Eastern religions also feature stories of miracles and visions, along with stories of saintly Hindus and Buddhists who died beautifully and serenely. In some cases a sweet flowery odor is said to have come from their corpses. In another case a corpse allegedly turned into flowers at death. All in all, the stories rival those of Catholic saints and their miracles. In fact, "sainthood" is a phenomenon common to all the world's religions.. Richard Kieckhefer and George D. Bond, eds., Sainthood: Its Manifestations in World Religions (Berkeley, Los Angeles: University of California Press, 1988). Needless to say, reading about Hinduism and Buddhism in books written by Josh McDowell is no substitute for reading books written by Hindus and Buddhists.

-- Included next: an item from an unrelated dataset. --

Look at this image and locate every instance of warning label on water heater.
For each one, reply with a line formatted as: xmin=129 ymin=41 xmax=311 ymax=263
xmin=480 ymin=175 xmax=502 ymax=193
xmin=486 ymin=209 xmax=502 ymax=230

A tour of any large bookstore can provide plenty of interesting titles by both Hindu and Buddhist authors.. Here is a list of books on Hinduism (none of which were written by hard-line Christian apologists): The Hindu Phenomenon by Girilal Jain; Hindus and Others by Gyanendra Pandey; Hinduism for the Next Generation by V. Krishnamurthy; Recovery of Faith by Radhakrishnan; An Autobiography by M. K. Gandhi; Autobiography of a Yogi by Paramahansa Yogananda; The Mind of Swami Vivekananda by Gautam Sen; The Mind of Adi Shankaracharya by Y. Keshava Menon; Ramakrishna and His Disciples by Christopher Isherwood; Living Biographies of Great Religious Leaders by H. Thomas & Dana Lee Thomas; Truth is Two-Eyed by John A. T. Robinson (Christianity as seen through Eastern eyes and Hinduism as seen through Western eyes). Not to forget the magazine, Hinduism Today.


Right now secular and governmental charities feed more people worldwide than religious ones do. One thanksgiving there was an aritcle in USA Today that listed the three major organizations in America that feed the hungry and not one of them was related to any particular Christian denomination or even to Christianity as a whole. Check out the United Way sometime and the listing of all the charities in your area. See how many of them are "church-related." Church-related charities do a good job of parading around their righteousness in the public square like the Pharisees.

If it wasn't for a host of scientists who happened to be either lapsed churchgoers, heretics, apostates, infidels, agnostics, or atheists, and their successes in the fields of agricultural and medical science, hundreds of millions would have starved to death or suffered innumerable diseases this past century. Those agricultural and medical scientists "multiplied more loaves of bread" and "prevented/healed more diseases" in the past fifty years than Christianity has in the past two thousand.

Also, Florence Nightengale, the woman who made nursing a legitimate profession, was a lesbian who disdained institutionalized religion. The founder of the International Red Cross, Andre Dunant, was gay. The founder of the American Red Cross, Clara Barton, was a freethinker. And Helen Keller, the blind and deaf woman who proved an inspiration to sufferers of severe disabilities, was a humanist.